Ashtanga literally means eight limbs. The eight limbs are:

  • YAMA - Restraints, moral disciplines or moral vows.

  • NIYAMA - Positive duties or observances.

  • ASANA - Posture.

  • PRANAYAMA - Breathing techniques.

  • PRATYAHARA - Sense withdrawal.

  • DHARANA - Focused concentration.

  • DHYANA - Meditative absorption.

  • SAMADHI - Bliss or enlightenment.

In other words, there is much, much more to Yoga than just the poses... In fact, the asanas are only a small part of the practice, and evolved as a way to help people achieve better concentration during meditation.

It took me several days, but eventually, I started to slow down for meditation. And I found that the whole world slowed down with me — as did my breathing, walking, talking, eating and thinking. From that quiet place, I could start to absorb all the other lessons.

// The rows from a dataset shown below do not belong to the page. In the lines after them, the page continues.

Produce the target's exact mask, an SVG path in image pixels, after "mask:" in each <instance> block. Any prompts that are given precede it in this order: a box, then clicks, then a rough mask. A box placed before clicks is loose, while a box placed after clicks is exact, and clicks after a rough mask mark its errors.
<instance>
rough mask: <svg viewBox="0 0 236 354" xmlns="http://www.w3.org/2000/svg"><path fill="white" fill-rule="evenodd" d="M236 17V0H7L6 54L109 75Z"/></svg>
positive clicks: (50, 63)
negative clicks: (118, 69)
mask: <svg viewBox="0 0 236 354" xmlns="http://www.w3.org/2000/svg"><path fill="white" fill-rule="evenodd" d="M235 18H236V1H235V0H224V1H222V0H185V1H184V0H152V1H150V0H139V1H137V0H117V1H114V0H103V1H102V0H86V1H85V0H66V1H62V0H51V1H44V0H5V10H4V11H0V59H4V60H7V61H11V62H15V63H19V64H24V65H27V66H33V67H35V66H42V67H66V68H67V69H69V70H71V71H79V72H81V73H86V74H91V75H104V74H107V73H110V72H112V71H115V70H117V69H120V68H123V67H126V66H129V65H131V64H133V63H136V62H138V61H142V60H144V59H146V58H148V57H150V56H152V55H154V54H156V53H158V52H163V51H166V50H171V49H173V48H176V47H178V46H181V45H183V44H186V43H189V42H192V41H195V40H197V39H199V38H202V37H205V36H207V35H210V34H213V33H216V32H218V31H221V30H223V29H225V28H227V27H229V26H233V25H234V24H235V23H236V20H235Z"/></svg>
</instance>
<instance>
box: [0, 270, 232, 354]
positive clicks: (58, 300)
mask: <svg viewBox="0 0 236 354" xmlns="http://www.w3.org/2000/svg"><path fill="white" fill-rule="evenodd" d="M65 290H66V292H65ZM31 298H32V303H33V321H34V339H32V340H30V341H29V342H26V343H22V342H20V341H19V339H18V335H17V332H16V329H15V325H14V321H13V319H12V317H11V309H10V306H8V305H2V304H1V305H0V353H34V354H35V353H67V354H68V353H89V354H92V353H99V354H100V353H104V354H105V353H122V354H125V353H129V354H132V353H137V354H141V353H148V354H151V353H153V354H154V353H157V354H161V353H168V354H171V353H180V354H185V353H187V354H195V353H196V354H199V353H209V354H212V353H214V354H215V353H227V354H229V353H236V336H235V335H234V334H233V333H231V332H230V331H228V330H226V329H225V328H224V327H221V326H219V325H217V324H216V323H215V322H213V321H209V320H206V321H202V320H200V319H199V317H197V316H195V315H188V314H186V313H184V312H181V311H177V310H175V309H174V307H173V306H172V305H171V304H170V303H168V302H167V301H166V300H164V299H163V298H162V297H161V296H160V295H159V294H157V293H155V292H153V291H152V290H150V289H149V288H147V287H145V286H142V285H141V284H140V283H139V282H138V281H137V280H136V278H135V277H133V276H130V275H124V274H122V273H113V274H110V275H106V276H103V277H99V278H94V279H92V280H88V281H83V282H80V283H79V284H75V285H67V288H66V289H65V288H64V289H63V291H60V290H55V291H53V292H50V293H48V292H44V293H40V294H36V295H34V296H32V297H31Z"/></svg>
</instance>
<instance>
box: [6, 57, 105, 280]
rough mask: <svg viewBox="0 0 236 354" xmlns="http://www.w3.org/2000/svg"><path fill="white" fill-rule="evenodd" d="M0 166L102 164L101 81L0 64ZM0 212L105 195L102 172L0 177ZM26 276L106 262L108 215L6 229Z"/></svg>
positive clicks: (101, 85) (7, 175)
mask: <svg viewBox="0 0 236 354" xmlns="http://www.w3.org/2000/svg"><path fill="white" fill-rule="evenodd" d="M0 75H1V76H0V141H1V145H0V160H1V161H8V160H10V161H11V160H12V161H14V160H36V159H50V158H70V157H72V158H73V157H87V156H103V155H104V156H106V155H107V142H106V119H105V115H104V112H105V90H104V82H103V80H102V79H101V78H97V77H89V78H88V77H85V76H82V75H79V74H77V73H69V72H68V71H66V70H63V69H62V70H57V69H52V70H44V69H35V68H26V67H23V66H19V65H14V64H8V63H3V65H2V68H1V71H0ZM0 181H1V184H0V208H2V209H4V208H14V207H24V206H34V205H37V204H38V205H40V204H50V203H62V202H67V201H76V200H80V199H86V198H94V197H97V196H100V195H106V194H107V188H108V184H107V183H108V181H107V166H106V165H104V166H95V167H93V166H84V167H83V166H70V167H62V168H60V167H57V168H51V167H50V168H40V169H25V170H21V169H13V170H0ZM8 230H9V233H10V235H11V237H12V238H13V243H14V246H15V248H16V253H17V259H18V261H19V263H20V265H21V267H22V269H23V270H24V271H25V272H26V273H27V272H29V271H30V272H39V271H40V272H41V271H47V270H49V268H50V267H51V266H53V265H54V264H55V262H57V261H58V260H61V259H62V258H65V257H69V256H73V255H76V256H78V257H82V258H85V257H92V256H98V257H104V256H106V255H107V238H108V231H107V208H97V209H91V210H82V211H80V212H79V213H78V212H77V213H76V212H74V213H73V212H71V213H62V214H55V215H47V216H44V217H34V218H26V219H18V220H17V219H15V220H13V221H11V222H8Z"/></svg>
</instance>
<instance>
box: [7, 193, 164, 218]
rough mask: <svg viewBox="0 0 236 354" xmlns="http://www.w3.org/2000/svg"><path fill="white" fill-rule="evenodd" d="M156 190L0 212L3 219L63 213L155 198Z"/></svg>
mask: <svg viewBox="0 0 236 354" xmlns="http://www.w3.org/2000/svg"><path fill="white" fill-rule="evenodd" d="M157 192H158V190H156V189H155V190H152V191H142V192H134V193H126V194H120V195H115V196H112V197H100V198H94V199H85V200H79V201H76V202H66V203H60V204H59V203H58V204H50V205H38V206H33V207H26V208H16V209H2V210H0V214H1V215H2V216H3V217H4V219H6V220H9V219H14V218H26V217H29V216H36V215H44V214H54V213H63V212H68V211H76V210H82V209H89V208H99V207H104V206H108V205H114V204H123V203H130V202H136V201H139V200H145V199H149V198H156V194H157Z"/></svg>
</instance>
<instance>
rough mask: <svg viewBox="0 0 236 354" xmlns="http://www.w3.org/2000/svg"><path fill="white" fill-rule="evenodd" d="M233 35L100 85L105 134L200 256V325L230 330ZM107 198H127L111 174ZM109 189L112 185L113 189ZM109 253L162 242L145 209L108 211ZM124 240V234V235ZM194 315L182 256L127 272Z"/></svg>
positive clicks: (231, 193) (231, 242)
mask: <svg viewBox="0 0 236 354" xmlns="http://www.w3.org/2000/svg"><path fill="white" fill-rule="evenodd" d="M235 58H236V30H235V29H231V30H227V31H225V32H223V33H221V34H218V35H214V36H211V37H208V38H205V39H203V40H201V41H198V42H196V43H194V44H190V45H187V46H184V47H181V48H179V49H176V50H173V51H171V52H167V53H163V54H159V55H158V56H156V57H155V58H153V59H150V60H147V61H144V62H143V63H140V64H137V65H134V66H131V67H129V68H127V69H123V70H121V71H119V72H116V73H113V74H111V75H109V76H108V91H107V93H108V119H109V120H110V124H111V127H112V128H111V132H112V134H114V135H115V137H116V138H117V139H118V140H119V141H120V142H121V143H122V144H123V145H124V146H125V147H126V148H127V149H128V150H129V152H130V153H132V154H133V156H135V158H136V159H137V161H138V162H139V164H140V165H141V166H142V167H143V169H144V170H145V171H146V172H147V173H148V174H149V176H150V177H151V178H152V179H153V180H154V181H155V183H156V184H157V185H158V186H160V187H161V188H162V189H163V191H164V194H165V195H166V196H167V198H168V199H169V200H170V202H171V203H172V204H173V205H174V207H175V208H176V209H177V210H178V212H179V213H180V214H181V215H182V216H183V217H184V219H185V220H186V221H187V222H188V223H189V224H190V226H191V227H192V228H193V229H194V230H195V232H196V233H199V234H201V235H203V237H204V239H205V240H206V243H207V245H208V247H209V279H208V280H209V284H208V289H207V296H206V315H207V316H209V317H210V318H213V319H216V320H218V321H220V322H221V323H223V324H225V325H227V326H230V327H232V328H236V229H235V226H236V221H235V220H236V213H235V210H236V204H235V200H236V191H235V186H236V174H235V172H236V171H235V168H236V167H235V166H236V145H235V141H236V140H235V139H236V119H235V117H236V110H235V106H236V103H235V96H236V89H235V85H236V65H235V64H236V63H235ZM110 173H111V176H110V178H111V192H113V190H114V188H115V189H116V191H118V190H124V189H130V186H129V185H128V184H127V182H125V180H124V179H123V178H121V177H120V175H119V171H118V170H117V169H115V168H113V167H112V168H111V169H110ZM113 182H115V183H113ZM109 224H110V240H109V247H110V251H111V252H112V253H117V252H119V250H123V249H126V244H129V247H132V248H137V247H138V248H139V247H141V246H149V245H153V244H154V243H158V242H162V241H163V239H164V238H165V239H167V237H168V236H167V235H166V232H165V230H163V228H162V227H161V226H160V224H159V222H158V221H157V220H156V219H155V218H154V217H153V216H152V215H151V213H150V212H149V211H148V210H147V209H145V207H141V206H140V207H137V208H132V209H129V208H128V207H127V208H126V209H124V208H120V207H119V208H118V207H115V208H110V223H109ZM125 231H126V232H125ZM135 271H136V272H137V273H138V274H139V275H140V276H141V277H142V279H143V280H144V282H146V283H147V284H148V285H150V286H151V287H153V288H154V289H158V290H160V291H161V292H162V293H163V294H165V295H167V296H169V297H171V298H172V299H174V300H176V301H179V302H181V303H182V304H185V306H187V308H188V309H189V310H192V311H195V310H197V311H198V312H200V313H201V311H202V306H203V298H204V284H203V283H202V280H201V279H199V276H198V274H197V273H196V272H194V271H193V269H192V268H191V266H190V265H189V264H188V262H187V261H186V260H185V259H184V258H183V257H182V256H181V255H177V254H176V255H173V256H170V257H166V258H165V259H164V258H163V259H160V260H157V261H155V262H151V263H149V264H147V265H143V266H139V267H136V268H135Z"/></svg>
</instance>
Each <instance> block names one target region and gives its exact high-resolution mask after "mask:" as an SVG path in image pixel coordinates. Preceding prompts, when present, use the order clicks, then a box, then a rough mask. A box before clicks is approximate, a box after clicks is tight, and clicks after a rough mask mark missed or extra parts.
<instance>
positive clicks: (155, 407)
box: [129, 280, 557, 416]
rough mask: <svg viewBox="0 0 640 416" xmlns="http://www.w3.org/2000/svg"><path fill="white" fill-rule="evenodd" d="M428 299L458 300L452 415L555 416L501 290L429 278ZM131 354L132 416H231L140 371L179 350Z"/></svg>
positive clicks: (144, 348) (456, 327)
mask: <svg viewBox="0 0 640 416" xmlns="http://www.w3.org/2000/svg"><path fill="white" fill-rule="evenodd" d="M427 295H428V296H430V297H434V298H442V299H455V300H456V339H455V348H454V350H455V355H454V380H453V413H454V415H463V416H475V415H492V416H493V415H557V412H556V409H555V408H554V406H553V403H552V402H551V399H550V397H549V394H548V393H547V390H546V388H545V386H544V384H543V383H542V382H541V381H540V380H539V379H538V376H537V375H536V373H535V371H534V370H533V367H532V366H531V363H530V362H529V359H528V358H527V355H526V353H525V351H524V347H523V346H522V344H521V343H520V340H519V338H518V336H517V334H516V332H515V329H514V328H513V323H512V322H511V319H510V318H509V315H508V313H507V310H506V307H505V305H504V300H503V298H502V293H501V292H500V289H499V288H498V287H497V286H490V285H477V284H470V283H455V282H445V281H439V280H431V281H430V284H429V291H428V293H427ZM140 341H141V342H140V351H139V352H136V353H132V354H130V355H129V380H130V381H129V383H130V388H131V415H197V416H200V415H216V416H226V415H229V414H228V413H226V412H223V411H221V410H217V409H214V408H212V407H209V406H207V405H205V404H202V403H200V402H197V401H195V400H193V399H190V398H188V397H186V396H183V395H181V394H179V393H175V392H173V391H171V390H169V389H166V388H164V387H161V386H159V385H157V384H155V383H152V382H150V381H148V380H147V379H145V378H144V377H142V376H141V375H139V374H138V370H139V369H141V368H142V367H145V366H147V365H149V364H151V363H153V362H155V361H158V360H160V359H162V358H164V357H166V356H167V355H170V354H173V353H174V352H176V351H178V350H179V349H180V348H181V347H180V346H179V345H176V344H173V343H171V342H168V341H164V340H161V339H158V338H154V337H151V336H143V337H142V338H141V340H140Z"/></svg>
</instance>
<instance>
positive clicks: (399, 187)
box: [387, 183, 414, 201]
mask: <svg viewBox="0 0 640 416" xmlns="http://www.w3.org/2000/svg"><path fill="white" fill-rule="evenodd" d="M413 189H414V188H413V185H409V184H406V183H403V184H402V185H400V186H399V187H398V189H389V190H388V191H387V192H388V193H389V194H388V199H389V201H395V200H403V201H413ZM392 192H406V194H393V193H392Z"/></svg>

The program was incredibly thorough, taught by an extensive faculty of senior teachers who all volunteer their time for the teacher training. In fact, that is part of the SSYC philosophy: to encourage the cultivation of ‘Karma Yoga’ — the path of selfless service.

Along the way we learned many asanas (postures) as well as breathing techniques (pranayama), philosophy (sutras), kirtan (chanting), the basics of ayurvedic medicine (traditional indian medicine), anatomy for Yoga, the physiology of Yoga, the history of Yoga - and the principles of teaching in general.

As the days went by, my confidence grew. I was the only person with scoliosis, or a fused spine for that matter, and there was one older woman with a slight disability from childhood polio, and one younger man with autism. Although my body was not as cooperative or flexible as many of the (mostly) younger students, I had much more teaching - and life - experience! I was pleased and surprised that I was able to do almost all of the poses. In fact, as one of the older people there, I realized that my years of previous study and exploration in both dance and Yoga were a huge asset.

After completing the 200 hours of training, I was thrilled to finally have a sense of what Yoga was all about. I also understood - for the first time - the expression of being a ‘lifelong student’. Yoga is over 5,000 years old, and I had learned it for a mere 200 hours.

Another ah-ha moment.

The aim of life is to live in peace. Don't think that you are carrying the whole world; make it easy; make it a play; make it a prayer.

In my next few posts, I will share how I became certified to teach in Yoga for Scoliosis, and how I subsequently become aware of other useful techniques to help people with scoliosis, including Pilates for Scoliosis (Scoli-Pilates), the Schroth Method, and ScoliSmart. I will discuss how each technique offers different perspectives for working with the compression, asymmetry and pain that often accompanies scoliosis.